June 05, 2014

FCC: Operators Should Keep CALM and Carry On


Remember when TV commercials seemed to always be louder than the programming that they ran with? It wasn’t just the imagination at work—typically they were, and it was a consumer dissatisfaction trigger for many. The FCC’s Commercial Advertisement Loudness Mitigation (CALM) Act is meant to eliminate the issue—but hasn’t completely. Now, the Commission has approved a technical change that could further reduce the volume of the ads.

On December 15, 2010, President Obama signed the Act, mandating that TV commercials aren't allowed to be any louder on average than the shows they accompany. It went into effect on Dec. 13, 2012, and requires that all multichannel video operators, not just cable companies, adopt a set of recommended practice provisions.

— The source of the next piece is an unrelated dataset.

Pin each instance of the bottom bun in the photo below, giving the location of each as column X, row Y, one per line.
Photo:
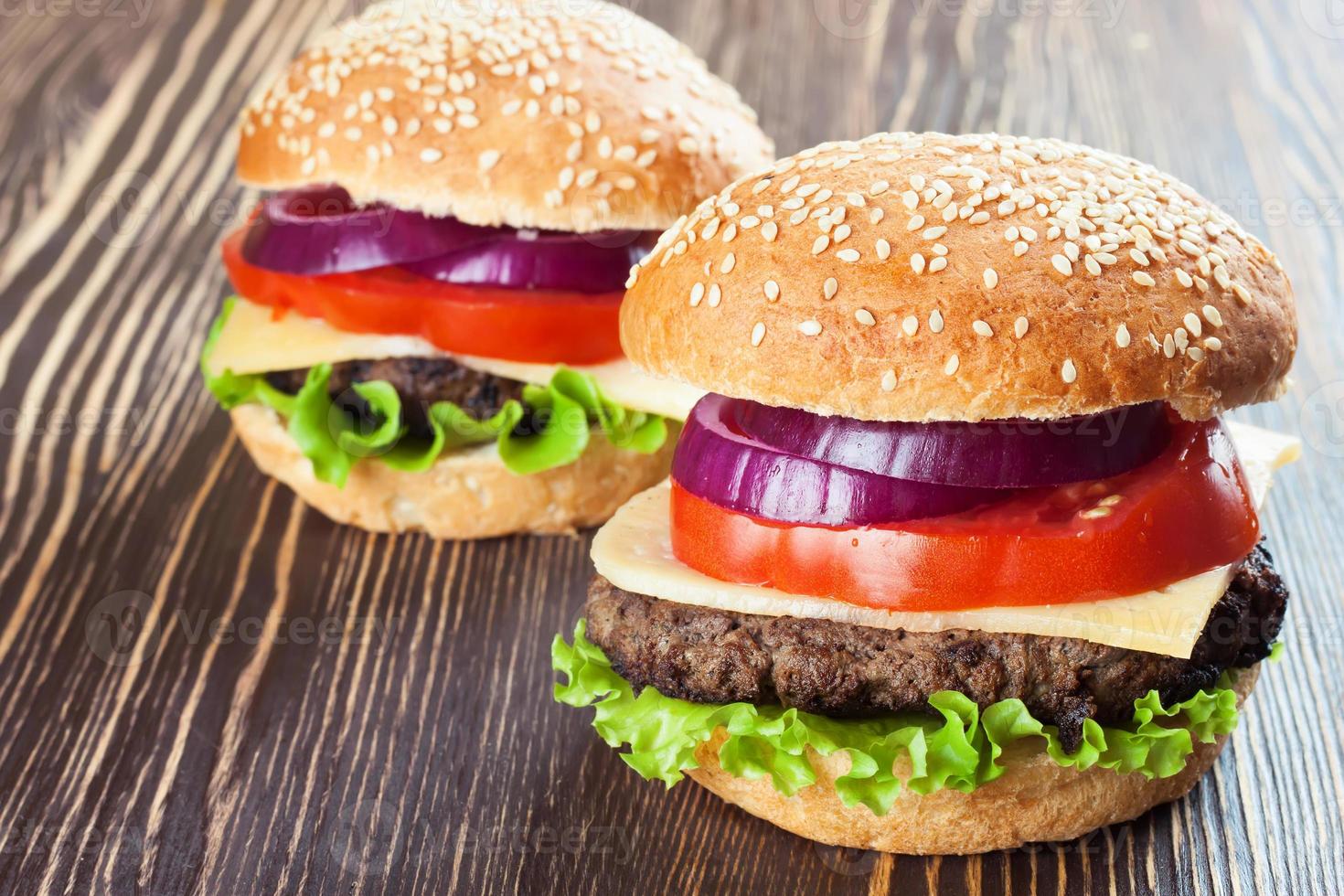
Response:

This week, the FCC has approved an improved loudness measurement algorithm that closes a sneaky loophole for advertisers and their distribution partners. The new standard was developed by the Advanced Television Systems Committee(ATSC) and is designed to keep advertisers from using silence to offset excessive loudness in calculating the average volume of a commercial. “It employs ‘gating’ that will exclude very quiet or silent passages of a commercial when calculating the average loudness of that commercial,” the Commission said in its Notice of Proposed Rulemaking last November. It added that “use of the new algorithm may result in some reduction in commercial loudness in certain circumstances.”

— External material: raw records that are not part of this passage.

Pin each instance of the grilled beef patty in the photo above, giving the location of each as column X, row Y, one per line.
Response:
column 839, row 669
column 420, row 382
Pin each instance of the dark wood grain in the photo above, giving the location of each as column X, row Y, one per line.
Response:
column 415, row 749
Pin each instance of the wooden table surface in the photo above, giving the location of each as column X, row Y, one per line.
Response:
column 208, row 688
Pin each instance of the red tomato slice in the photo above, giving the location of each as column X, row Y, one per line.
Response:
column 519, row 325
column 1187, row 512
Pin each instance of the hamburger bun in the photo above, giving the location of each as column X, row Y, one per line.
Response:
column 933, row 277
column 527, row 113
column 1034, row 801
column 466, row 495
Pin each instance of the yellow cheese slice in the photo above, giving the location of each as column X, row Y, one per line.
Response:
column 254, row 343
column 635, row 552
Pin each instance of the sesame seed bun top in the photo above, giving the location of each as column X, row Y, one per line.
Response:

Operators and broadcasters have a year to comply with the new standard—a caveat that the National Association of Broadcasters requested and has received.

The way CALM is implemented has to do with audio signatures. Essentially, they have to follow a golden rule, which says that the loudness of the programming equals the dial norm value—which is a data value transmitted with most U.S. broadcasts. This is used to adjust, automatically, how loudly the system plays back the content. So, the loudness of the content must equal the dial norm value. Pay-TV providers must be prepared to demonstrate compliance, and to provide spot-check information, otherwise facing potential FCC fines from enforcement actions, not to mentioncustomer dissatisfaction and churn.

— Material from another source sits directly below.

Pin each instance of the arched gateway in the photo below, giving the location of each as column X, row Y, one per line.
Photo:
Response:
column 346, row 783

Though the implementation deadline for the new algorithm is June 4, 2015, industry folks can adopt the standard early if they choose. There are, however, notable operational challenges that TV providers have on their plate when it comes to complying with CALM, stemming from the increasingly complex landscape of video delivery. For instance, they need to implement a monitoring and quality assurance system, or set of processes, to allow them to provide compliance information to the FCC, as well as take automated and rapid correction when there’s an issue to avoid customer complaints. It sounds simple, but is actually quite a complex operational task when faced with multiscreen-driven multiple types of access devices and content delivery infrastructure.

Operators would do well to get on the stick though, because customers will indeed churn. In all, as of the beginning of the year, the FCC has received more than 20,000 complaints since the rules took effect in late 2012. Of those, more than 14,500 were referred to the commission’s enforcement bureau.

The rate of complaints is decreasing however. In January 2013, the FCC received 4,405 complaints for commercial loudness, according to a Commission report. By the end of last year, the number had dropped to 656.

“There continues to be a general downward trend in complaints related to loud commercials since December 2012,” the head of FCC’s enforcement bureau, P. Michele Ellison, wrote in the report.